Repetir as mesmas mentiras apenas reforça nossa revolta. Já somos 93% os que reprovam o governo. Se vocês não saírem de cena enquanto é tempo – e queremos que isso aconteça por meios legais –, pode chegar o momento em que nem o piloto do Aero Lula aceitará remover do país tão indesejada carga.
Uma das placas na manifestação de hoje, no Recife, dizia – o contexto me obriga a fazer a transcrição literal – “Dilma: pede pra cagar e sai”. Alguns a acharam ofensiva, ou exagerada, mas pode ter sido o mais sábio dos conselhos. Um dia, aquela senhora se arrependerá de tê-lo ignorado.
Alguém lembra o que disse Roberto Jefferson, delator do Mensalão, ao principal ministro de Lula, à época?
– Vai pra casa, Zé Dirceu.

(Publicado no Facebook, 15/3/15)

quinta-feira, 11 de dezembro de 2014

Índios com rabo? Um testemunho do século XVIII

Gustavo Maia Gomes

Está no “Roteiro da viagem da cidade do Pará até as últimas colônias dos domínios portugueses em os rios Amazonas e Negro”, documento escrito em fins do século XVIII ou início do XIX:

“Fr. José de Santa Tereza Ribeiro, da Ordem de Nossa Senhora do Monte do Carmo, da antiga observância, etc, certifico e juro, in verbis sacerdotis e aos Santos Evangelhos que, sendo eu missionário em a antiga aldeia de Parauari, (...) chegou à dita aldeia, em o ano de 1751 ou 52, um homem chamado Manoel da Silva, natural de Pernambuco ou da Bahia, vindo do rio Jupurá com alguns índios resgatados, entre os quais trazia um índio bruto, infiel, de idade de trinta anos, pouco mais ou menos, do qual me certificou, o nomeado Manoel da Silva, que tinha rabo.”

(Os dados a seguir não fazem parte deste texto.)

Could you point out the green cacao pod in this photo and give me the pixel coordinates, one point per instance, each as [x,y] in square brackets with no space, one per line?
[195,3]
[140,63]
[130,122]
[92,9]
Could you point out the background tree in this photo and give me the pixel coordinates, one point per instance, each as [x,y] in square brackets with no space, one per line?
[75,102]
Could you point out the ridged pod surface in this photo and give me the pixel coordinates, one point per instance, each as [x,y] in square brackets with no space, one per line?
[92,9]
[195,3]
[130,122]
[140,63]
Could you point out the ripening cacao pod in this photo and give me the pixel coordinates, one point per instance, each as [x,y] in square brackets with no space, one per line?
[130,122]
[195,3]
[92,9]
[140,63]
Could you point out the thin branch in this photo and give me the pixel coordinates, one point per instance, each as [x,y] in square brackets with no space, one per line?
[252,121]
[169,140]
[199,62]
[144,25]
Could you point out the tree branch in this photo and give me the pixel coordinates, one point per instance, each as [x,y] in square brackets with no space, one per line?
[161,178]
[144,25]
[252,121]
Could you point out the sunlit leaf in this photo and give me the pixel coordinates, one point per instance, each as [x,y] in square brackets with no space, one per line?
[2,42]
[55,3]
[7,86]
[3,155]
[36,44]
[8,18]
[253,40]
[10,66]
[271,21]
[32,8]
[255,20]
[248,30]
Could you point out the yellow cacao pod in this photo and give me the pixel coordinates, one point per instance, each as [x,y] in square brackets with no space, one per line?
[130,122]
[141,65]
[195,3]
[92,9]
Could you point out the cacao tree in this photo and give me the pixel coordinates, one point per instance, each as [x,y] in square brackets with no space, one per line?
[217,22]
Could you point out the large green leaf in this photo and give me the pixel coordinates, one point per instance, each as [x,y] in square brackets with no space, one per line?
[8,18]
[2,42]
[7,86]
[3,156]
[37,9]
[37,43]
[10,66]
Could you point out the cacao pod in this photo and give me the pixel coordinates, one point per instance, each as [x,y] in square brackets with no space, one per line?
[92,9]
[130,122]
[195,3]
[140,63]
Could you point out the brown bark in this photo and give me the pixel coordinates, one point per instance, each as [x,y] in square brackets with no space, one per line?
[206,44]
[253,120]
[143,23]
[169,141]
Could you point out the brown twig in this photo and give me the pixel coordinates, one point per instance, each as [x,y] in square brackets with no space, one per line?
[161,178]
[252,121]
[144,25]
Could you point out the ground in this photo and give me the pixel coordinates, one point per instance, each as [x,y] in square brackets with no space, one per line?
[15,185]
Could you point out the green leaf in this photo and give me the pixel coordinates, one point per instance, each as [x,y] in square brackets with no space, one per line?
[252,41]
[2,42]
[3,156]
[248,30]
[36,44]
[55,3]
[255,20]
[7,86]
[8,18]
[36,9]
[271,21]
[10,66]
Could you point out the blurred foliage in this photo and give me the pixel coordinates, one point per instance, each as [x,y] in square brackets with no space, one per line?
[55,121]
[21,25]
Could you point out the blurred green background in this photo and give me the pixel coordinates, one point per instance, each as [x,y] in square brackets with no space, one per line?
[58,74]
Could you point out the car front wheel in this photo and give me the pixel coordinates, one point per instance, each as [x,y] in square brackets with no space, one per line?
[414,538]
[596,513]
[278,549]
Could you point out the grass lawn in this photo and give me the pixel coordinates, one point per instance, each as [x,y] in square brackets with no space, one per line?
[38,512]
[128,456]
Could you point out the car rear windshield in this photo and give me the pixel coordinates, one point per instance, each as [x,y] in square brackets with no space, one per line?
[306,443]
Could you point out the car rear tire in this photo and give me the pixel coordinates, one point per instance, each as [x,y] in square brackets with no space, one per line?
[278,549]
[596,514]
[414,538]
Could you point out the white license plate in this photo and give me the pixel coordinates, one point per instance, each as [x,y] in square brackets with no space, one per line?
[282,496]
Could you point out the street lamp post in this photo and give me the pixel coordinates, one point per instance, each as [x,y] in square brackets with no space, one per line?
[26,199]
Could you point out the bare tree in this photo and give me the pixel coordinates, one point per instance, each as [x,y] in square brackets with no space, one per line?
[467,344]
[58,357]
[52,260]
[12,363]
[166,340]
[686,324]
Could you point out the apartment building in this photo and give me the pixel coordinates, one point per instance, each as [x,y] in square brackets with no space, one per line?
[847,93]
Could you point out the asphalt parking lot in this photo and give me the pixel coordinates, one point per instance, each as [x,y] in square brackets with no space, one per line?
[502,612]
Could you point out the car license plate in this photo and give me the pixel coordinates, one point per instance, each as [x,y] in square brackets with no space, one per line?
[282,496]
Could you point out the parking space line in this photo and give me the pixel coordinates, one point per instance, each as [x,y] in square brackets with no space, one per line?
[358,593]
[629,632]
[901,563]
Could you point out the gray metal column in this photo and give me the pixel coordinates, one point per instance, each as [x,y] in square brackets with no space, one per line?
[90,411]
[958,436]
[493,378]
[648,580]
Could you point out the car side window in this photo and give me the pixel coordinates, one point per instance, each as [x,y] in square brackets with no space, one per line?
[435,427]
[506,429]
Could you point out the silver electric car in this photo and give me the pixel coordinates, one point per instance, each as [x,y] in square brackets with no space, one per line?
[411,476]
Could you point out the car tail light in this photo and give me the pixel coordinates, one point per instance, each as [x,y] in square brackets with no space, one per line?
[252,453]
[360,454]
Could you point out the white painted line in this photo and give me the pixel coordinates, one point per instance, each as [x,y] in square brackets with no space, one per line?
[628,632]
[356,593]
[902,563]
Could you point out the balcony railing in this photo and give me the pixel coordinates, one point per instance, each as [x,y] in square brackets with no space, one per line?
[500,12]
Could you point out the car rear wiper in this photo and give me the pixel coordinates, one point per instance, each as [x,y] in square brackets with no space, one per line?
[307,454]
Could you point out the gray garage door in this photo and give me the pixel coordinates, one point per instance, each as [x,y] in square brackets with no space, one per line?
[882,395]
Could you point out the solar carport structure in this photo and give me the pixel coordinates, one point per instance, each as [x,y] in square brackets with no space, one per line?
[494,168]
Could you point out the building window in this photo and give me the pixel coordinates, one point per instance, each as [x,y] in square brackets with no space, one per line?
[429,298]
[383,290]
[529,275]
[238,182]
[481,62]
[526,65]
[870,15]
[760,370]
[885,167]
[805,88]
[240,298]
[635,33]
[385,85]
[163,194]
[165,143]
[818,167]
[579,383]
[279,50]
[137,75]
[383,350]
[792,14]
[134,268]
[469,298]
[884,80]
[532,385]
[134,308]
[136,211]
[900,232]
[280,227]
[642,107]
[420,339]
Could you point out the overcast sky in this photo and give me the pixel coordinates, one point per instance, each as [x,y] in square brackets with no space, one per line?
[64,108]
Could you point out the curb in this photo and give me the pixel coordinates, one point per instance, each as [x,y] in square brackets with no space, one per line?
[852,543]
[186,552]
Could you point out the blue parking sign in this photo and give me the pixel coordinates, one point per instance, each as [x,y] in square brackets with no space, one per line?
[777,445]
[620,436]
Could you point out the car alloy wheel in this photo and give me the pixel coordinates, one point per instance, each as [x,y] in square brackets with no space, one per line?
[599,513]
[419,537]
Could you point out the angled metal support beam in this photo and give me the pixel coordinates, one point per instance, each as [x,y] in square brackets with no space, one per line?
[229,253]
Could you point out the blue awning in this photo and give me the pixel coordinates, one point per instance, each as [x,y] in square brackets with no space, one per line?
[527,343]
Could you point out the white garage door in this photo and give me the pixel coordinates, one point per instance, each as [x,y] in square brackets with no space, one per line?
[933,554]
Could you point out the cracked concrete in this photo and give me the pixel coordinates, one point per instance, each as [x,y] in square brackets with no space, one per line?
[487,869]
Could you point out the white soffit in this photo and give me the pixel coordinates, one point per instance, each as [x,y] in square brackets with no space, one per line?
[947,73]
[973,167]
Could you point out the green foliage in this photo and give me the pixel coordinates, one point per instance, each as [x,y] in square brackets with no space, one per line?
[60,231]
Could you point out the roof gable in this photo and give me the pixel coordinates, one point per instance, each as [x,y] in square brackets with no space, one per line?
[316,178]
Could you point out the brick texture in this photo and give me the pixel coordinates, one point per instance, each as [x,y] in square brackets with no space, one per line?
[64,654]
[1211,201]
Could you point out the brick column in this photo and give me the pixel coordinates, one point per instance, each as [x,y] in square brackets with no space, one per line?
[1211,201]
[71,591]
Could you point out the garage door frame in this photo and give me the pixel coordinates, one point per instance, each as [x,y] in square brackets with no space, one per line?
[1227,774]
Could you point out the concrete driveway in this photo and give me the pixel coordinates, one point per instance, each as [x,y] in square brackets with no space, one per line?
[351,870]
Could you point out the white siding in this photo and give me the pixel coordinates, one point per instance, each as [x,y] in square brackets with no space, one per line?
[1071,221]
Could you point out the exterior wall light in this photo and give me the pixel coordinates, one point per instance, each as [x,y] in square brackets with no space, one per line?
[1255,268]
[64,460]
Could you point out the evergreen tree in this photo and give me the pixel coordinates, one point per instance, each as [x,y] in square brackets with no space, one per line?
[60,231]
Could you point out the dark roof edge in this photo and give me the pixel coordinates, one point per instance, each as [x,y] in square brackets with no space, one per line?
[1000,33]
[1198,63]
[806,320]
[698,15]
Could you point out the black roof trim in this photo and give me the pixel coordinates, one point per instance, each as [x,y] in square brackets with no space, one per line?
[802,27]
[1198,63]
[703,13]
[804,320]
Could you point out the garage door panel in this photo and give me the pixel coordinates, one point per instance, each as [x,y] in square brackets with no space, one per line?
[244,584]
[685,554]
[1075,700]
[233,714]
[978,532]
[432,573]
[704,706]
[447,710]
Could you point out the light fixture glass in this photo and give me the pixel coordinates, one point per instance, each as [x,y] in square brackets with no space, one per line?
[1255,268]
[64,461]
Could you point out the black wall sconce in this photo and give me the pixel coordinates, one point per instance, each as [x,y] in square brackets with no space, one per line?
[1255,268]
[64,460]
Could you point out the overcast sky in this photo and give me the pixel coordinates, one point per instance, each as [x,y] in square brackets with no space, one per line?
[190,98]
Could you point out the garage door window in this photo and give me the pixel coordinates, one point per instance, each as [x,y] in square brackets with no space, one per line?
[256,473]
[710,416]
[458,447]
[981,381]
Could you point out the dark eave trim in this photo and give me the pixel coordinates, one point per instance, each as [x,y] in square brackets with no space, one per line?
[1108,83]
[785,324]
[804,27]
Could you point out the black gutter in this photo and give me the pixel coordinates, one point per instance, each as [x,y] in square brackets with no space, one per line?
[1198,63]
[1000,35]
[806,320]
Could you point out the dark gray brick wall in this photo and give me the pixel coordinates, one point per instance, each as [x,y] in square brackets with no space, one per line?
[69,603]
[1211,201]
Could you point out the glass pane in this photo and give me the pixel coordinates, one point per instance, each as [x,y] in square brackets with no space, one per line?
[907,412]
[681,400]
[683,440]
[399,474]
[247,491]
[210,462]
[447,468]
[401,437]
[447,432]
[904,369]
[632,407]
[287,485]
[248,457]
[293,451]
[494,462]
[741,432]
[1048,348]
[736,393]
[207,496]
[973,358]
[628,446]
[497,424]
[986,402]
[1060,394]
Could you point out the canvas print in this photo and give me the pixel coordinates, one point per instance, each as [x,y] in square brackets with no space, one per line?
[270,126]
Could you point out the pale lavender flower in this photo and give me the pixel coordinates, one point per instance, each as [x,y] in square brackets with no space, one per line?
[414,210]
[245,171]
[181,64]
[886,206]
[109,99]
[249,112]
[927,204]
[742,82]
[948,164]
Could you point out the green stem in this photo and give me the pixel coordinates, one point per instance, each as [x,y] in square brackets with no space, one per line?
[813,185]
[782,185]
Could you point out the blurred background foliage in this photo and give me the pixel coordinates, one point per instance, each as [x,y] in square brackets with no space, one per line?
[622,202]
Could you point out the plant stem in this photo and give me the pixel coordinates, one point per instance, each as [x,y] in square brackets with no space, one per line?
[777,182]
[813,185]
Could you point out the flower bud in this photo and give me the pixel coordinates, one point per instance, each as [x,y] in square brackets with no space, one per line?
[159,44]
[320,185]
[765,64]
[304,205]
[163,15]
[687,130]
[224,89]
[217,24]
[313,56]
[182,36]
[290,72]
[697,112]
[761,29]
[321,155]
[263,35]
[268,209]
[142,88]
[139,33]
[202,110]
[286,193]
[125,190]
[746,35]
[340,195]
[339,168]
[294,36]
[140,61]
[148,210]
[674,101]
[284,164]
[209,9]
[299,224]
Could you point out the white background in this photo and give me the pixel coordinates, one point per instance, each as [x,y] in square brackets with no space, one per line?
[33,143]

Continua o relato juramentado do frade:

“E, por eu não dar crédito a tão extraordinária novidade, mandou chamar o índio e o fez despir, com o pretexto de tirar algumas tartarugas de um curral onde eu as tinha, para, por este modo, poder eu examinar a sua verdade. E, com efeito, vi, sem poder padecer engano algum, que o sobredito índio tinha um rabo da grossura de um dedo polegar e do comprimento de meio palmo, coberto de couro liso, sem cabelos. E me afirmou o mesmo Manoel da Silva que o índio lhe dissera que todos os meses cortava o rabo para não ser muito comprido, pois crescia bastantemente.” (in “Revista do Instituto Histórico e Geográfico Brasileiro”, Rio de Janeiro, 150 (364), jul/set 1989, pág. 500, disponível na Internet.)


O redator do “Roteiro” – cujo nome não consta do documento – agrega outras informações e conclui: “eu sempre me inclino [a pensar] que é verdadeira a notícia das caudas”. É claro, entretanto, que essa história – assim como a da tribo das guerreiras Amazonas ou a da cidade pré-cabralina perdida no sertão do Mato Grosso – jamais foi confirmada.